L'affaire se dégonfle
ex-ministre et ancien trésorier de campagne de Nicolas Sarkozy, Éric Woerth, devrait également bénéficier d'un non-lieu, selon le Parquet. C'est le cas aussi de l'avocat Pascal Wilhelm, qui avait succédé fin 2010 à M. de Maistre auprès de Mme Bettencourt, ainsi que de l'homme d'affaires Stéphane Courbit, qui a bénéficié grâce à Me Wilhelm d'un important investissement de l'héritière de L'Oréal dans ses sociétés. Le Parquet considère notamment que seul le temps dira si cet investissement a été une mauvaise affaire.
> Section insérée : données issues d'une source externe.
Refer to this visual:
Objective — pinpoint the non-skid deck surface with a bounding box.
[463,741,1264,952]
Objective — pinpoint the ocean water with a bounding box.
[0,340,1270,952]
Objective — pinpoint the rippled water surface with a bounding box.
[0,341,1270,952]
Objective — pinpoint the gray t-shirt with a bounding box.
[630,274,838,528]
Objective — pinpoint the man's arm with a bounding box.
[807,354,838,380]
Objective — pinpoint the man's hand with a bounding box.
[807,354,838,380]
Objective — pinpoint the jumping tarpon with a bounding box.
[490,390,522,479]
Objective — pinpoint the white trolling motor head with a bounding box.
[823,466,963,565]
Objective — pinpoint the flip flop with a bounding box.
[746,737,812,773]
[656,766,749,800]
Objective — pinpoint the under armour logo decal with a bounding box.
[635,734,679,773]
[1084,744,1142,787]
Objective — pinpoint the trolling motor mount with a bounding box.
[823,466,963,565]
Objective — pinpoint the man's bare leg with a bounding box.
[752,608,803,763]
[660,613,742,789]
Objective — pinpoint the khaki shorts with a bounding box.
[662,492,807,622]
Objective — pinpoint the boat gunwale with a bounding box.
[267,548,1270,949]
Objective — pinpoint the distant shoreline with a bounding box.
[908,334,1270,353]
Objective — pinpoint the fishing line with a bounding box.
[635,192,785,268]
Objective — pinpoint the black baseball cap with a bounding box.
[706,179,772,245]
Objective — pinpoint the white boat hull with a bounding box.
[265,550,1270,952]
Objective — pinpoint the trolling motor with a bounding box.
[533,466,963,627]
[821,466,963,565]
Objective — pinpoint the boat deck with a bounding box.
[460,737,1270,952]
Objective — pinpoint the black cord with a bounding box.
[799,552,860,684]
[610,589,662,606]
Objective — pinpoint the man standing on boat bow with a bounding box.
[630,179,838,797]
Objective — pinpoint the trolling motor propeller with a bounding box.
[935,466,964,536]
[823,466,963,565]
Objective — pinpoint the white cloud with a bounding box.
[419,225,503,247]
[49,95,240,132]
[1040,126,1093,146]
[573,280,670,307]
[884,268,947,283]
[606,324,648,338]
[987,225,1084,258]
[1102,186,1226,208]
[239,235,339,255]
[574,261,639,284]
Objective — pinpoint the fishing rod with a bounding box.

Le procureur de la République de Bordeaux, Claude Laplaud, a requis aussi le non-lieu pour un notaire, Patrice Bonduelle, qui avait contribué à rédiger un testament de Mme Bettencourt en 2011, et pour l'infirmier de la milliardaire Alain Thurin, couché sur ce testament à hauteur de 10 millions d'euros, sans qu'il ait forcément été au courant. 

En revanche, outre M. Banier, dont le renvoi est demandé pour abus de faiblesse et blanchiment d'abus de faiblesse, son compagnon Martin d'Orgeval, pour les mêmes chefs, et recel d'abus de faiblesse, et M. de Maistre, pour abus de faiblesse et blanchiment de fraude fiscale, trois autres renvois sont demandés. Celui de Carlos Cassina Vejarano, qui gérait l'île des Bettencourt aux Seychelles (pour abus de faiblesse et abus de confiance aggravé par la particulière vulnérabilité de la victime), du notaire Jean-Michel Normand (pour complicité d'abus de faiblesse) et de l'avocat fiscaliste Fabrice Goguel (pour blanchiment de fraude fiscale).

Audience sur les nullités mardi

Le Parquet recentre ainsi l'affaire sur les faits initialement dénoncés par la fille de la milliardaire, Françoise, qui visait particulièrement M. Banier, dans une plainte de fin 2007 : des abus commis au détriment de Mme Bettencourt par son proche entourage dans les années précédant l'éclatement du scandale en juin 2010, suite à la publication de conversations enregistrées dans le salon de la milliardaire par son majordome.

Après ces réquisitions,
les trois juges d'instruction, Jean-Michel Gentil, Cécile Ramonatxo et Valérie Noël, auront le dernier mot sur le sort des mis en examen, à moins d'un appel du Parquet, qui renverrait l'affaire devant la Cour d'Appel. 
Les juges devront aussi attendre le résultat de l'audience de mardi devant la chambre de l'instruction de la Cour d'Appel, au cours de laquelle les avocats s'emploieront à faire annuler l'expertise psychiatrique douteuse de Mme Bettencourt réalisée en juin 2011, et cause de quasiment toutes ces mises en examen.